Let $\struct {S, \preceq}$ be an ordered set.

Let $\mathbb T \subseteq \powerset S$, where $\powerset S$ is the power set of $S$.

Suppose all $T \in \mathbb T$ admit a supremum $\sup T$ in $S$.


Then:

$\sup \bigcup \mathbb T = \sup {\set {\sup T: T \in \mathbb T} }$

if one of these two quantities exists (in $S$).


Proof

Suppose that $s = \sup \bigcup \mathbb T \in S$.

By Set is Subset of Union, $T \subseteq \bigcup \mathbb T$ for all $T \in \mathbb T$.
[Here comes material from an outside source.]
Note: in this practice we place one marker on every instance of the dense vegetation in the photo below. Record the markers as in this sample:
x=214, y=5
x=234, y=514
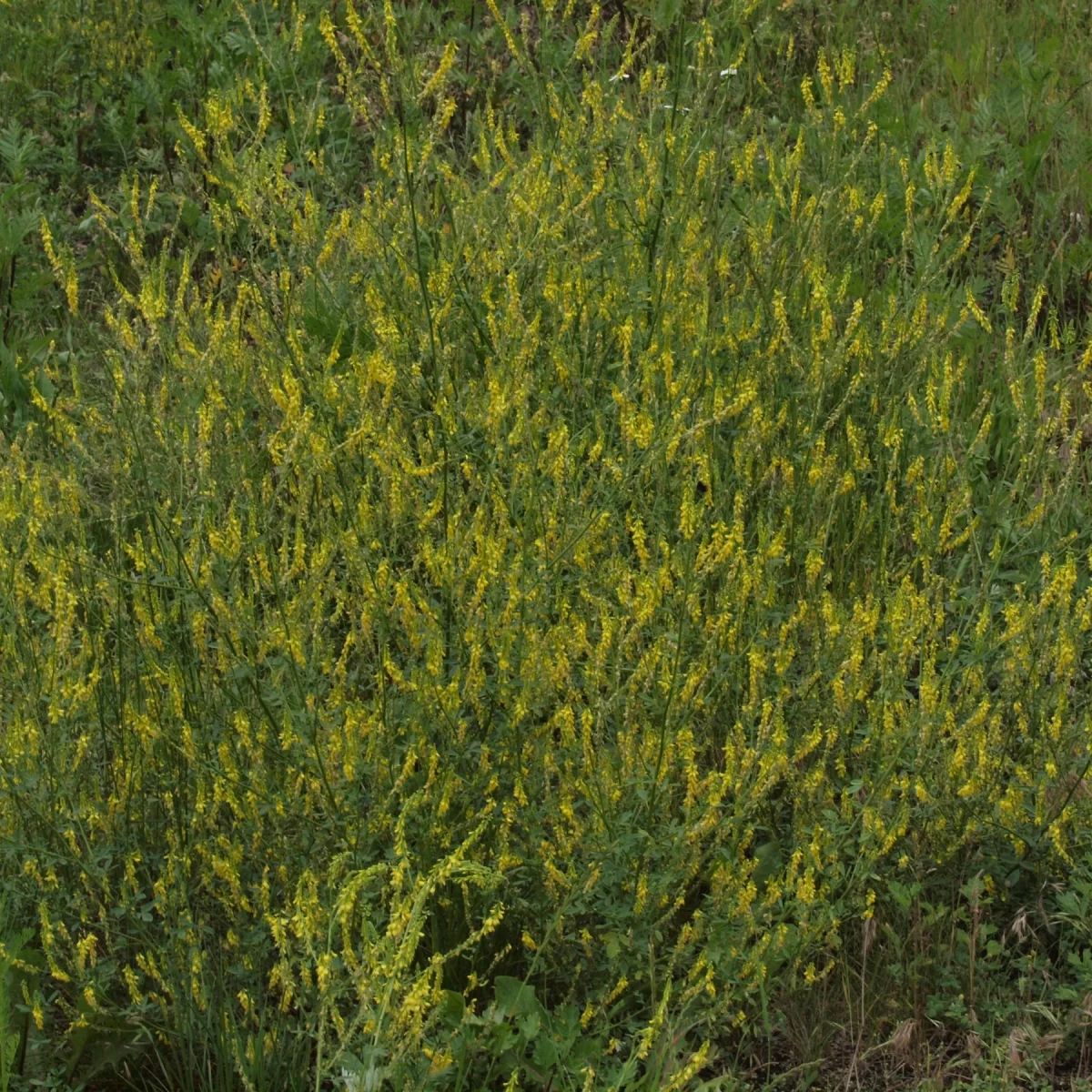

Hence by Supremum of Subset:

$\forall T \in \mathbb T: \sup T \preceq s$


Suppose now that $a \in S$ satisfies:

$\forall T \in \mathbb T: \sup T \preceq a$

Then by transitivity of $\preceq$:

$\forall t \in T: t \preceq a$

Since this holds for any $T \in \mathbb T$, also:

$\forall t \in \bigcup \mathbb T: t \preceq a$

Hence $s \preceq a$, by definition of supremum.


That is, $s = \sup {\set {\sup T: T \in \mathbb T} }$.

$\Box$


Suppose now that $r = \sup {\set {\sup T: T \in \mathbb T} } \in S$.

By definition of supremum, for all $T \in \mathbb T$ and $t \in T$:

$t \preceq \sup T$

By transitivity of $\preceq$:

$\forall T \in \mathbb T: \forall t \in T: t \preceq r$

Hence for all $t \in \bigcup \mathbb T$:

$t \preceq r$


Suppose that $a \in S$ satisfies:

$\forall t \in \bigcup \mathbb T: t \preceq a$

In particular, for any $T \in \mathbb T$, since $T \subseteq \bigcup \mathbb T$:

$\sup T \preceq a$

and therefore by definition of supremum, also:

$r \preceq a$


That is, $r = \sup \bigcup \mathbb T$.

$\blacksquare$